• Tue. Jul 16th, 2024

   Grades are everything when you’re in school. We are conditioned to retain and regurgitate information at all levels of academia, just so we can earn letters that pretty much dictate most of our futures.

   These letters, A-F, hold so much power in our lives that receiving the wrong one could literally throw your life into disarray. I know this from experience, as this summer was a packed schedule.

   I was taking a full online class load of five classes while working at Sinclair as an ambassador, as well as working at a summer school teaching kids reading and writing skills.

   I was busy, but despite all that I still managed to pull out pretty good grades for all my classes except one. I won’t tell you what class but I can tell you the letter grade was not so F-antastic!

   I went through a pretty complex series of steps to deal with this event and I am going to explain all so that if you have to go through it, you know how to handle it also.

   Step 1: Receive the bad grade and stare at it! Stand there in disbelief and try with all your willpower to turn it into the grade you want or think you deserve. In your shock and disbelief, your mind starts to conjure all of the worst case scenarios because of this one bad grade!

   You see yourself in a life of destitution, begging on the street. You’re living out of a cardboard box, all because of this grade.

   You curse the instructor, you curse his family and contemplate making a voodoo doll effigy to torture him until he gives you a better grade! You decide against this as you curl up into a ball and cry a deep manly sob because you have no way to obtain a piece of that instructor’s hair.

   Step 2: Breathe! After what seems like hours of pitying yourself and your situation you realize you can’t be the only person in history to have received a bad grade, even if it feels like it. There has to be something you can do.

   So you contact the professor who gave you the bad grade and see if they’re willing to work with you, then you contact your Ombudsman. Arrange a meeting, and gather any information that is relevant to why you believe that you should have a different grade.

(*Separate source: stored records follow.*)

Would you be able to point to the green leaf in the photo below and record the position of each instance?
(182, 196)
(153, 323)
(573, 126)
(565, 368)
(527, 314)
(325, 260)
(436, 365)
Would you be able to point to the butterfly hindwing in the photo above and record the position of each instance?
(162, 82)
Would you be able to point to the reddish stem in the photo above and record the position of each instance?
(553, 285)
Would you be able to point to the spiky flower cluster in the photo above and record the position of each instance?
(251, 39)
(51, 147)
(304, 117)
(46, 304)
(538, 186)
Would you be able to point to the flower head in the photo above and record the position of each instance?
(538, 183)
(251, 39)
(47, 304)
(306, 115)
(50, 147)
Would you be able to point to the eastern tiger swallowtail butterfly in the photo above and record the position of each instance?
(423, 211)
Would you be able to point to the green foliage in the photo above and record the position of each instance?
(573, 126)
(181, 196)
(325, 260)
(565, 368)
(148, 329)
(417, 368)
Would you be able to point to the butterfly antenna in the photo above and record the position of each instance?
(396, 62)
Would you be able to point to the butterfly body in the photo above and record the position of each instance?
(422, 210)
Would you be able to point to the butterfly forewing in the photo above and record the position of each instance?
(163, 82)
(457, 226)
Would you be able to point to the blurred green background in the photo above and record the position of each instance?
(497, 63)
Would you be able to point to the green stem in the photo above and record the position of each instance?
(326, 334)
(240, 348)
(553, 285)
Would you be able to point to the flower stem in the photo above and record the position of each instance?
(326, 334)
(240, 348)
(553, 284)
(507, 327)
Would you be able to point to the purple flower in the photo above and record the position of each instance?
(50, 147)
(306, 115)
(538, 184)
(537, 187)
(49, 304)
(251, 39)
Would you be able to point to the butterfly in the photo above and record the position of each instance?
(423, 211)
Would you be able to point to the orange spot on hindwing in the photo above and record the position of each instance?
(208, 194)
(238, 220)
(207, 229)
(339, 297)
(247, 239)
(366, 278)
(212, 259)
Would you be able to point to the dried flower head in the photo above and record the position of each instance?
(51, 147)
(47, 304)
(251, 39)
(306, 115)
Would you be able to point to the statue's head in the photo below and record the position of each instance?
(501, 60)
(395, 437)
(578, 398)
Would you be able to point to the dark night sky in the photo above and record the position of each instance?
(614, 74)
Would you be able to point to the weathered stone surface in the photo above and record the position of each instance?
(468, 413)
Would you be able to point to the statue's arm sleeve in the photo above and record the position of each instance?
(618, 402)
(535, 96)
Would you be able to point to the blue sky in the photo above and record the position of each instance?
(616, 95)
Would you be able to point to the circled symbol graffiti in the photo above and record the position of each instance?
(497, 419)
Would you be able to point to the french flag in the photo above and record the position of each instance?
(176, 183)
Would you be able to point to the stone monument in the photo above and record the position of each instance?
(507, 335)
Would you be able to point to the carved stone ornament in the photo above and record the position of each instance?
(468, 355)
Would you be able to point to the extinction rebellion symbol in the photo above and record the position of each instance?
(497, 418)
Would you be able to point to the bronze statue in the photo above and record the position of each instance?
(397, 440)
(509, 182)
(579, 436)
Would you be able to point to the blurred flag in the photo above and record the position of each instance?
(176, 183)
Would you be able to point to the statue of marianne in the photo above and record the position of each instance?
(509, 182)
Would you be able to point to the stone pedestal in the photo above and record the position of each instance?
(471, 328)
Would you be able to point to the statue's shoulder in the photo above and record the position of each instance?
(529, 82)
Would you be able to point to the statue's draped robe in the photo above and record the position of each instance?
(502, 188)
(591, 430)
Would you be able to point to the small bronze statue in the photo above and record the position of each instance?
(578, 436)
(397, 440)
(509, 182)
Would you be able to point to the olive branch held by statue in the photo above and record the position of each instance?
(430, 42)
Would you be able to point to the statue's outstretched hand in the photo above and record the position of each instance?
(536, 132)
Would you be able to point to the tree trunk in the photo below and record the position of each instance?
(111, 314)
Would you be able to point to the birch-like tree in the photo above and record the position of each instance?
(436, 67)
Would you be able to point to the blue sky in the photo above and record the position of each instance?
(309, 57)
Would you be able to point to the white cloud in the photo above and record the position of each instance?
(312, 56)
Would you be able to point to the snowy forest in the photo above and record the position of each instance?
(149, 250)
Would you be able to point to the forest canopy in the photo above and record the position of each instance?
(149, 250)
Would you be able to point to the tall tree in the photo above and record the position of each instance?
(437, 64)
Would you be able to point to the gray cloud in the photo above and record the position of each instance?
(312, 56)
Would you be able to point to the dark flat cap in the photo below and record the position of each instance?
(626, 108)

   Step 3: Meet with the Ombudsman and plead your case. The Ombudsman is your advocate in all academic and some nonacademic matters. They are there to be a reasonable voice, a shoulder to cry on and a person in your corner. They’ll always let you state your case.

   Try and make the Ombudsman see that you are a scholar among scholars. That even though you had a hectic schedule and missed a few assignments, that you were helping make the world a better place and should not be penalized for that!

   After your passionate speech sit down and listen to the Ombudsman. They will tell you the harsh truth you need to hear, and realize that sometimes things get out of hand and we need to have balance.

   Understand what they’re saying. Take it in and listen… then set up a meeting with the chair of the department, because that’s all true but no way do you deserve a not so F-antastic grade!

   Step 4: Meet with the chair of the subject you received the F-antastic grade in. Plead your case, be elegant, poetic, a mixture of Dr. Seuss, Shakespeare and Johnny Cochran all mixed into one.

   Finish and wait for the answer the chair gives it to you; it’s fair and just, but not the answer you were looking for. You fight back the urge to ask for a piece of the chair’s hair.

   Step 5: Retake the class begrudgingly. The best outcome from the chair is a W for withdrew from class but the grade will not affect your GPA and as soon as you take the class and get a better grade, that grade will replace the bad one and your life will be back on track.

   The birds will sing, the sun will shine and life will go on. You are back on the road to a great future with not one cardboard box in sight!